In 2012, growth is job # 1
While growth may feel a distant memory for most Irish businesses, leading organisations are now turning their thoughts to future growth strategies, and the critical talent that will be required to envision and lead this. HR should seek to understand the required skills to support an organisation’s growth agenda and be able to develop a plan for sourcing, developing and retaining the talent necessary to support this. For many clients who have already made changes to their operating model and become more efficient, this means placing bets on key talent acquisitions or deployment of existing talent into business activities that are best positioned to drive growth.

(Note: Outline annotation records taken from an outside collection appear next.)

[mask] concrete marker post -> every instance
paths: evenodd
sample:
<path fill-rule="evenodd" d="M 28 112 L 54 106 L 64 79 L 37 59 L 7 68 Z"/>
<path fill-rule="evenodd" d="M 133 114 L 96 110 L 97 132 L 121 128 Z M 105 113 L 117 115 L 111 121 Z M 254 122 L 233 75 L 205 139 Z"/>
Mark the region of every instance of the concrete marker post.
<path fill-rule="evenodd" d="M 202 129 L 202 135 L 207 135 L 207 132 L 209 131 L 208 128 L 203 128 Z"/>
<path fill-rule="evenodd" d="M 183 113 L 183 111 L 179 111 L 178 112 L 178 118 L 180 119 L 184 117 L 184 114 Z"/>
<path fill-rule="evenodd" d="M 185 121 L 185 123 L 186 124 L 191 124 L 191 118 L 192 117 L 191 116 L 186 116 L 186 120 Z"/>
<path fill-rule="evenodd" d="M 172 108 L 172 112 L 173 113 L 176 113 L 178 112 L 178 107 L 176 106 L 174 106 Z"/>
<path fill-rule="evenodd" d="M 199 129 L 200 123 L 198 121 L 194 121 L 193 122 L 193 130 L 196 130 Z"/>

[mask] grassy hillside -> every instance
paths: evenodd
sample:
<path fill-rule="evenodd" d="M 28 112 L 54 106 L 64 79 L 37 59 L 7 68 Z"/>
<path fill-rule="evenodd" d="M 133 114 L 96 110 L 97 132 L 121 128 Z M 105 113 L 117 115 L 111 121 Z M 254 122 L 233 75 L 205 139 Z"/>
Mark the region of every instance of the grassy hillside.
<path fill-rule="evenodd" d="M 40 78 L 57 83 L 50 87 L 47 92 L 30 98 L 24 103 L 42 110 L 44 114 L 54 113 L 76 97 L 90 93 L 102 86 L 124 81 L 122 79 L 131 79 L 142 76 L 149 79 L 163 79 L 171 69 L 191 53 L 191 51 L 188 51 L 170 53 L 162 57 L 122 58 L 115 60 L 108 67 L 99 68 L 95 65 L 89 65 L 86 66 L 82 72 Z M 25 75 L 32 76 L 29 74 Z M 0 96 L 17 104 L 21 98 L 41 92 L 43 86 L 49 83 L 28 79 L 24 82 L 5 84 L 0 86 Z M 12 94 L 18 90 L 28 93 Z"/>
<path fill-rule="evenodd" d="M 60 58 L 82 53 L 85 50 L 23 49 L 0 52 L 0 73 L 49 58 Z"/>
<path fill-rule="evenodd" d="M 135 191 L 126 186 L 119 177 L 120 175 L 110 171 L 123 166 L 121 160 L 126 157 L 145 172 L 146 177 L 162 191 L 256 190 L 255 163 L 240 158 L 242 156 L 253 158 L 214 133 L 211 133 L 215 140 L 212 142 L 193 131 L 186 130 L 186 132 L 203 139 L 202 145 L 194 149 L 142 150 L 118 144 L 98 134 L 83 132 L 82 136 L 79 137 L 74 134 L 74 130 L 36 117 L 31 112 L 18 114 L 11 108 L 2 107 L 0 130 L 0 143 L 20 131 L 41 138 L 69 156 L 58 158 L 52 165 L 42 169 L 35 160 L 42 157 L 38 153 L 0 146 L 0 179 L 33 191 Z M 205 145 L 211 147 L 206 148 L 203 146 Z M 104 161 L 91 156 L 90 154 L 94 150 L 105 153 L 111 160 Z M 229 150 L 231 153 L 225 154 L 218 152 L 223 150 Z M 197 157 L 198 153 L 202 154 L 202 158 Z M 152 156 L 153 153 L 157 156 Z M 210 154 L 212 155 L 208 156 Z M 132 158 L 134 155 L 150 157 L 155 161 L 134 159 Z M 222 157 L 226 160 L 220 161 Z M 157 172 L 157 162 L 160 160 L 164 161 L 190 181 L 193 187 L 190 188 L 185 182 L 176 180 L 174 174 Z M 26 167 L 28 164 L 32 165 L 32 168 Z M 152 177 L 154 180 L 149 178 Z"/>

The move towards a ‘global’ integrated operating model with harmonised processes, operations and technology is not reserved solely for large multinational organisations with a global geographic presence. Implementing a standardised HR operating model across an organisation drives efficiency and can help to reduce HR operating costs over time. An upshot of this is removing an administrative element from HR roles, freeing up time for increased focus on the strategic challenges mentioned above. This is relevant to Irish firms as pressure to reduce costs is ever present on the agenda, presenting both a challenge, but also a distinct opportunity to grow mandate or play a more important role in the networked organisation. The challenge is to maintain a consistent level of HR service, but to do it while spending less.
Fast-track to the top
In an environment where uncertainty reigns, many potential leaders are less likely to be lured away from their incumbent roles to seek new challenges elsewhere. High potential leaders are therefore scarce and many organisations are finding it increasingly difficult to identify suitable talent internally. We have been working with clients here in Ireland to identify high potentials using criteria which are tailored specifically to meet current and future business objectives. Once the criteria and identification process are in place it then becomes a matter of putting the on-going development and deployment of talent on the executive team’s monthly and quarterly agenda. Structured reviews driven by specific metrics form the basis for tangible development of future leaders who can fill succession gaps.
Seeing around corners
Companies are increasingly relying on workforce reporting and analytics to help make more informed decisions about their people and organisation. By leveraging the latest analytical tools and technology, organisations are able to positively impact acquisitions, retention, improving productivity and the identification of high potential individuals. It was stated at a recent Deloitte EMEA Human Capital conference that workforce reporting and analytics is the hot topic among the majority of Deloitte’s clients across Europe.
#social #mobile @work
The introduction of social and mobile technologies are not only expanding HR’s service delivery options, it is also increasing HR’s value to the business by easing the burden on traditional HR channels while providing a richer and more engaging experience. Deloitte’s most recent CIO survey here in Ireland showed organisations cannot afford to lose pace with innovations such as mobile computing or they risk losing pace with their customers.
Clouds in the forecast
Software as a Service (SaaS) or cloud computing, can offer many benefits such as cost reduction, reduced capital investment, faster implementation, agility and the ability to make smarter more informed decisions. The real demand for SaaS is being driven by the business, where there are heightened expectations in terms of agility and flexibility. The technologies and processes associated with cloud are rapidly gaining acceptance as standard business practices.